By Cecil Smith
Los Angeles Times, December 9, 1971
Pete Duel's younger brother Geoffrey, who still spells his name Deuel, is costarring with Patrick (son of John) Wayne in a pilot by Stirling Silliphant called Movin' On which sounds a great deal like Silliphant's famous old Route 66. Pete wishes him well, hoping the series will die aborning.

"That series, this series, any series is a big fat drag to an actor who has interest in his work," said Pete. ‘It's the ultimate trap. You slowly lose any artistic thing you may have. It's utterly destructive."

He rubbed his sleep-lined face. They were shooting Alias Smith and Jones, in which Pete plays Joshua Smith to Ben Murphy's Thaddeus Jones, on a hillside back lot above a phony lake. The day was blindingly bright. Cold winds from the north had blown the smog away. The sky was like being inside a polished steel ball. The sun hung glittering like a Christmas tree ornament. Pete had stretched out on the grass under the gentle winter sun and had fallen into a deep, deep sleep.

"That's what happens to you," said Pete, coming groggily out of sleep like a diver surfacing. "It isn't the work that tires you, it's that it's all such a dreadful bore that makes you weary, weary..."


We've had what amounts to a Pete Duel festival in the last year or so and I had come up to talk with Pete about it. There's the contemporary Duel of his series and of that splendid performance as a junkie on The Psychiatrist last spring, there's the earlier Duel (or Deuel) of Love on a Rooftop re-shown by ABC last summer; there's the forthcoming Duel in the best work he feels he's done recently in the Hollywood TV Theater production of Percy MacKaye's classic, The Scarecrow, due over the PBS network Jan. 10 with Gene Wilder and Norman Lloyd among those involved.

And Friday night, there's How to Steal an Airplane, an NBC World Premiere Pete made a couple of years ago.

It's strictly melodramatic hokum--Duel and Welsh actor Clinton Greyn trying to repossess a $1 million Lear jet from the son of a Latin American dictator (Sal Mineo) who paid the down payment and no others. There's a stranded party girl (Claudine Longet), a couple of pretty Peace Corps gals (Katherine Crawford and Julie Sommars), soldiers, electrified fences, snarling dogs--the whole schmear. Jo Swerling Jr., who produced it, said it was particularly memorable because they totaled the jet making the picture-- and it cost more than the movie!

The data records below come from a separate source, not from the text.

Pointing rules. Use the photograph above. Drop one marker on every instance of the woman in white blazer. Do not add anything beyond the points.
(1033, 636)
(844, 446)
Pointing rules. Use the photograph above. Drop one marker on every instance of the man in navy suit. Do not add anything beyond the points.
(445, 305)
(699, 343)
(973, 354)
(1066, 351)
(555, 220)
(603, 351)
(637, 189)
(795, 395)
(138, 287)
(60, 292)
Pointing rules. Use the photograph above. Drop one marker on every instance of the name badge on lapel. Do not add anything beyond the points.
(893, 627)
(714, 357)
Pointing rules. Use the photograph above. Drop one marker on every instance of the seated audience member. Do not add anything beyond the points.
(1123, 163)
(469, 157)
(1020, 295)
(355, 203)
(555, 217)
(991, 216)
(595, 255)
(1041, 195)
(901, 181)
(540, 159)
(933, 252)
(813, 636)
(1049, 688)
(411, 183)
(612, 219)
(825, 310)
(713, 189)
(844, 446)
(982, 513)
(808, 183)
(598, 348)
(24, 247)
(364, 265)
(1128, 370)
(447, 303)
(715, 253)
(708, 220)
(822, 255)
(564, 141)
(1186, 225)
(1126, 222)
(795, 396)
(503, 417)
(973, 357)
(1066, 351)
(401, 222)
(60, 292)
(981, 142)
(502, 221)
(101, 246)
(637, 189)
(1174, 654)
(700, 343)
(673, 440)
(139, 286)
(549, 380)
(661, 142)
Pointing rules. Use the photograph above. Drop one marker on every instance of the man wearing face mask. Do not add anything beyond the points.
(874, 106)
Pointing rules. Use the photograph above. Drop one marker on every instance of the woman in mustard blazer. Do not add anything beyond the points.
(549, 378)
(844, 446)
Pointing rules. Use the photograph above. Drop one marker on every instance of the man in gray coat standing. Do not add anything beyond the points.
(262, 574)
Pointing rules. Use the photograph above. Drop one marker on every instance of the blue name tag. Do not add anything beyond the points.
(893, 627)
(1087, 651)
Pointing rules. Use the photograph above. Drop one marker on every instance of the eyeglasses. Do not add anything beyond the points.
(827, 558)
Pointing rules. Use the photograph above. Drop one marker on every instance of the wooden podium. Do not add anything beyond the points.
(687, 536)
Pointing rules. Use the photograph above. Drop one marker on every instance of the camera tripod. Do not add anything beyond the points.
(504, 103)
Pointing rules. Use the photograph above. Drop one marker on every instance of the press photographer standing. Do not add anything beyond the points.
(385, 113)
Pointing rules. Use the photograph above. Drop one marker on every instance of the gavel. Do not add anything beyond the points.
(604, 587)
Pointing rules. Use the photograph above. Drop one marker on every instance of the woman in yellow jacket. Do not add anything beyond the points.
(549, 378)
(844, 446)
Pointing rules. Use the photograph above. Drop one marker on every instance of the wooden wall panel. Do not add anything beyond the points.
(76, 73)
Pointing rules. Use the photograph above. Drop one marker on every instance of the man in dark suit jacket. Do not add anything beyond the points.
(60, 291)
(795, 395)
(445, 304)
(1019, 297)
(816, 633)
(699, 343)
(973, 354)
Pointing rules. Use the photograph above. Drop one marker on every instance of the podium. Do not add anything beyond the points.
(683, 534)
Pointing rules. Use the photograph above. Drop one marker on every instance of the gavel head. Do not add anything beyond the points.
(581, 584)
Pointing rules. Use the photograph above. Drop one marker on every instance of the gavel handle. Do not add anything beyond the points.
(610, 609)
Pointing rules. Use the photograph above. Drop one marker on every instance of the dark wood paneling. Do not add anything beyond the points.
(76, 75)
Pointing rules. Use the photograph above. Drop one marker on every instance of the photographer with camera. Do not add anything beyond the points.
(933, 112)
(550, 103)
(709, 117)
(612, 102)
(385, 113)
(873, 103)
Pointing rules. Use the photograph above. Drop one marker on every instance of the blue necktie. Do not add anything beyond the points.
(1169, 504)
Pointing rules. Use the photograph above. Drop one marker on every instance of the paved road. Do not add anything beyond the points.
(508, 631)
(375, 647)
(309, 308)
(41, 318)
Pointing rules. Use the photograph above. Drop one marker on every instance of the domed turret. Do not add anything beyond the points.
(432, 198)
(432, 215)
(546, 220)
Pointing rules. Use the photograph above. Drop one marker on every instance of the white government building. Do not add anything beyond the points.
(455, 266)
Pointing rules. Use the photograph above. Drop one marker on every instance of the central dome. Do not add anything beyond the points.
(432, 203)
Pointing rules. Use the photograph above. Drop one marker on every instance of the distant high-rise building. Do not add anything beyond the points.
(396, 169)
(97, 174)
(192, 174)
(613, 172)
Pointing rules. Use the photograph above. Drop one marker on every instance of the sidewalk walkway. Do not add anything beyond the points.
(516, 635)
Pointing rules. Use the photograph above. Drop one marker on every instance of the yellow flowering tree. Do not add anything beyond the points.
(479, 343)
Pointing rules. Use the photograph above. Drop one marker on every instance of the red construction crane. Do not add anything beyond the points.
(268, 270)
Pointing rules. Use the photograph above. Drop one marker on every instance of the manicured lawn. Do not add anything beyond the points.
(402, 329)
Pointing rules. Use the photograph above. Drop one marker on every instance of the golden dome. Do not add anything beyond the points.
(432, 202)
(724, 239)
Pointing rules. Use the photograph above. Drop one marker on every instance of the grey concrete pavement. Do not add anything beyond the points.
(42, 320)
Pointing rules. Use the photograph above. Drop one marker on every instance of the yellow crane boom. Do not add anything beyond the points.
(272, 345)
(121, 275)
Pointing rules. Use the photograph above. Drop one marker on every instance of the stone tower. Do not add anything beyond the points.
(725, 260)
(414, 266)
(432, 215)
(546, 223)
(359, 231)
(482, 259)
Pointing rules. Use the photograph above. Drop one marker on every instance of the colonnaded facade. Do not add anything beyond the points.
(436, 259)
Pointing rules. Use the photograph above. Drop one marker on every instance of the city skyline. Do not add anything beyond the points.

This was obviously the pilot of a series and I wondered if Pete would have been happier doing it than his western. He shrugged and said: "Exchange one kind of trash for another."

Then he added: "No, it would have meant starting two years earlier on the grind. As it was, I was lucky. I had nearly three years doing various things before they found a series for me."


"I've enjoyed the odd show here," said Pete, gazing wearily down at where the crew was setting up for a scene. "We get good people." That day, the guest cast included Steve Forrest, Linda Marsh, Walter Brennan, Glenn Corbett and Dick Cavett on his first and probably his last western. Tonight (Channel 7 at 8) Lou Gossett is guest star.

"It's not the show," murmured Pete, "it's the system. Finish a show one night, start another the next morning. If we had a few days between to study the script, to prepare..."

"At first you're on guard against sloughing off the occasional good script. After a while, you don't care."

He grinned that crooked grin and said he wished his brother well. Then he added: "But my sister Pamela Deuel, she's singing here in clubs. She's doing what she wants to do, her thing. She's the lucky one."